Personally, it’d be cool if Google took AlphaGo and released it as a free mobile app. But then I watched the entirety of Hikaru No Go — it’s an anime about, you guessed it, Go — and its specials three times over, so maybe that’s just me.
Comments
3 responses to “Google Created An AI Smart Enough To Beat A Professional Go Player”
I keep telling Westerners that Go is an incredibly complex game, and that in terms of possibilities, it makes chess look kind of easy. With 361 individual positions on the board, and each stone (or piece) affecting every other stone and position on the board, it is ridiculously complex at the top most level. You can play a move which has implications 100 moves down the track.

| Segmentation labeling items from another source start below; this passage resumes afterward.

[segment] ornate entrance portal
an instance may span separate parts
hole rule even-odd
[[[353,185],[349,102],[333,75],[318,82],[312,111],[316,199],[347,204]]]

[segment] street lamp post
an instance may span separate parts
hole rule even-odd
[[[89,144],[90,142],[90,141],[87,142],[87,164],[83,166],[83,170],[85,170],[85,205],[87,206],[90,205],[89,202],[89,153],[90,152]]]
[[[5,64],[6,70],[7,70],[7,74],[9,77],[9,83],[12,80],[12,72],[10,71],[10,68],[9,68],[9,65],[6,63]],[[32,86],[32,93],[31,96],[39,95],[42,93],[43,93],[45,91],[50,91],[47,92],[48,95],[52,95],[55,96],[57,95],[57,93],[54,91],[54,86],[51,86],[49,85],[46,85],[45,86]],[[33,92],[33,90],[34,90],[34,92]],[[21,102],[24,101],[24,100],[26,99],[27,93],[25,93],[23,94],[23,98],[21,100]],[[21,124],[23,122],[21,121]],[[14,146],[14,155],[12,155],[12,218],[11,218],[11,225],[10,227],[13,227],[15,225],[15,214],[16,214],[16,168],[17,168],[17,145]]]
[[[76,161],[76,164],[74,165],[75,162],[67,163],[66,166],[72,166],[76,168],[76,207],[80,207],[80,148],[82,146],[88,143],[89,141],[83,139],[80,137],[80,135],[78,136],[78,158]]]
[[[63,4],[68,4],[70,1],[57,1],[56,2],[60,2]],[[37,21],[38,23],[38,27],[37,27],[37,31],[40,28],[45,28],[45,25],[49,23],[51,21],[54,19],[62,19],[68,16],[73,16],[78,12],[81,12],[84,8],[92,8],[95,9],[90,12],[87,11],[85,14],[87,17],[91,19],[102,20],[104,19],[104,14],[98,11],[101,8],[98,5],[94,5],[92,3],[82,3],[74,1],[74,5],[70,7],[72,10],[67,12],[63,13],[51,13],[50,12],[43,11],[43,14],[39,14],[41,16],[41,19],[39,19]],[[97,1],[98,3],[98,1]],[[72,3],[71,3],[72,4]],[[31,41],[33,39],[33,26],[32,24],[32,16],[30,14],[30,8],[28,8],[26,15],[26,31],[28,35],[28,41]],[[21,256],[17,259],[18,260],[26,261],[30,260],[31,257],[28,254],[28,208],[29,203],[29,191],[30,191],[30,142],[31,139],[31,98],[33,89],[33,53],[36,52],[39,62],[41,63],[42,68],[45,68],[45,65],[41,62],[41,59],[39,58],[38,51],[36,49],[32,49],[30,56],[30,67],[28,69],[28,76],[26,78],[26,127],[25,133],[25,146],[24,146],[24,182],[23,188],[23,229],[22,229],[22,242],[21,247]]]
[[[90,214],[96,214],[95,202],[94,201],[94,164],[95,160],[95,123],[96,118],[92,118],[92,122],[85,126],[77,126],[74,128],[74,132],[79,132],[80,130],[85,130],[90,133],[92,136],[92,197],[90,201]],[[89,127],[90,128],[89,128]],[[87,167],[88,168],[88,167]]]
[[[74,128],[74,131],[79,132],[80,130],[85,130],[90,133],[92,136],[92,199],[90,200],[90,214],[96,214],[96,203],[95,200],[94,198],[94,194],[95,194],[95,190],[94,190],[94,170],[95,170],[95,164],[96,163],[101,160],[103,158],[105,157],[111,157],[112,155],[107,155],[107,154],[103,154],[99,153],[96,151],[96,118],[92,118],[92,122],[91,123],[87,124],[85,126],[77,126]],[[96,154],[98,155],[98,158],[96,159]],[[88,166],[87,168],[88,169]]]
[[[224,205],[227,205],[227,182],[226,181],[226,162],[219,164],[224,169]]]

Another thing Westerners struggle with in Go is that it is not about capturing stones. It is about controlling more territory than your opponent. If they have more stones captured but less area, then they are likely to lose. Chess is all about killing the King. It does not matter what else happens, if you put your opponent in a position where their king has to die (checkmate) before yours you win.
In Go, every piece is theoretically the same. The position of each stone in relation to each other stone and board position changes them, but it is in a very subtle way, and hard to give a specific numeric value of.
It just is very hard to make a good AI of. I’m impressed they have got this far.
One last thing that a lot of Westerners do not know about Go. It is huge in the East. Professional Go players can earn over $1 million per year. South Korea has a television channel that shows Go stuff 24 hours a day. The professional institutions in charge of this are huge. It’s also several centuries older than chess, and as I alluded to by the salary, you can make a full time career out of it in the right country with enough skill.
I love it, even though I am only a lowly amateur. Hikaru no Go, the magna / anime mentioned at the end of the article, has more about Go as a game explained from an entertainment point of view. 🙂
What’d be most interesting is seeing what the hardware they have behind this program is. Chess Programs based around logic calls to massive move databases were the foundation of successful chess programs, and boil down to throwing computing power at the problem largely. If the Goog has tackled Go not only by implementing machine learning, but by doing it with a hardware independent approach, that’d be revolutionary.
This however is probably why you’ll never see a mobile app, Chess programs broke the glass ceiling of computing power at the turn of the millennium and run on mobile. Go has infinitely more squares than a chessboard, thus is infinitely more complex, they’ve prob run the program on a serious rig.
Just pointing out that I don’t think glass ceiling means what you think it does 😛
Also, I would think a learning AI would be considerably more efficient and processor friendly than a database crunching giant like Big Blue. I won’t bet on it but I wouldn’t be surprised if Google’s Go algorithm worked fine on modern mobile phones.